Convert Number to Number:<Unit>

  • Platform information:
    • Hardware: Docker
    • OS: Debian Image
    • openHAB version: 3.0.0

I’m migrating my system atm to OH3.0 and so finally decided to also give UoM a try during this migration. I was always a little worried about the unit handling when it comes to rules.

But now I’m struggling at a different step with UoM:
When there is a Binding/Thing providing just a normal Number channel (in my case it’s the SNMP binding which offers just String/Number/Switch channels) is there some possibility to “add” a unit to this number and save it as a Number: item (here again I try to use Number:DataAmount) to make use of unit conversions later on?

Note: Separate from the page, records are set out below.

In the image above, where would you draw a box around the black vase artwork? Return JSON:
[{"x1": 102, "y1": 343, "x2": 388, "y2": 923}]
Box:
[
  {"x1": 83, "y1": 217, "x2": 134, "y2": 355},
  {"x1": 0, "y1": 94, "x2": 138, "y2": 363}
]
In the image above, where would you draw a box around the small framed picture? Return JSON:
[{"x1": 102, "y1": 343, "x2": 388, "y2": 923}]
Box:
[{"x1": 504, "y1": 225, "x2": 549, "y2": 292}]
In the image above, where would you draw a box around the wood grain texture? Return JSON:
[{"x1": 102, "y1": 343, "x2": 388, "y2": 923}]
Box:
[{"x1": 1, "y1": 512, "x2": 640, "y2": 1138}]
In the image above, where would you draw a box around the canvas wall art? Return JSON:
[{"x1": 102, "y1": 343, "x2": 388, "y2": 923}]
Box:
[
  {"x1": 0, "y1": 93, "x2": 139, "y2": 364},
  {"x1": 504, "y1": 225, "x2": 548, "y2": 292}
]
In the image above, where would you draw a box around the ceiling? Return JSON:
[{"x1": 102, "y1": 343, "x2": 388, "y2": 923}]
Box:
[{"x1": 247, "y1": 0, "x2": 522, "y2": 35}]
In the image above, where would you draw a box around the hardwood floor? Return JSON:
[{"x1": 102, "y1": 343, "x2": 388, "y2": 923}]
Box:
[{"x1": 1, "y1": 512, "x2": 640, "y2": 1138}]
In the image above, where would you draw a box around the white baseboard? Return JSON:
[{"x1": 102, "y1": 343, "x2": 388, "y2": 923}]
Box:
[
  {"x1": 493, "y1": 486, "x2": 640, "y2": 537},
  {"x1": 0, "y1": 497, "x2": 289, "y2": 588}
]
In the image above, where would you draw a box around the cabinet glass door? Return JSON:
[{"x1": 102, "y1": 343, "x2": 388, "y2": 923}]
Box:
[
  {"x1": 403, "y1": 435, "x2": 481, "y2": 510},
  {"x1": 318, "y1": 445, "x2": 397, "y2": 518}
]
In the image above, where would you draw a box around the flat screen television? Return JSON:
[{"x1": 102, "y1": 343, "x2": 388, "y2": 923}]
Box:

My idea was to define the item as Number:DataAmount and use a JS transformation on thing-level to add the unit.
But I couldn’t get it working as I have no idea what’s the syntax of a QuantityType in Javascript. Just tried the syntax like in Rules DSL w/o any success. Would this be possible at all? Do I need an import? Any other solution to add the unit?

ram.js

(function(raw){
    output = raw|"B";
    return output;
})(input)

Would something like this work? ModBus Binding: convert raw 'Number' register to a 'Number:Energy' Item? - #10 by AndrewFG

Although there might be problems on general with bytes as unit, see Problems with UnitOfMeasurement DataAmount Byte - #16 by schmidmuc.
and I can't get prefixes to work with DataAmount (UoM) - #10 by mva_one

Out of curiosity - why not making a channel configurable with unit? Obviously it would permit only reading of numeric values, but it would solve some of troubles related to lack of unit information coming from modbus poll. (this is more on development side of things)

1 Like

Doh!
Sometimes things are too easy …

Thanks :ok_hand:

@splatch Thanks for the comment.

In fact that is what I have come up with, but using profiles

The profile also supports offset and gain correction, often at least gain is used with modbus.

This makes the channels fully UoM aware, even accepting quantity commands, with units converted and descaled appropriately for writing the data back to integer.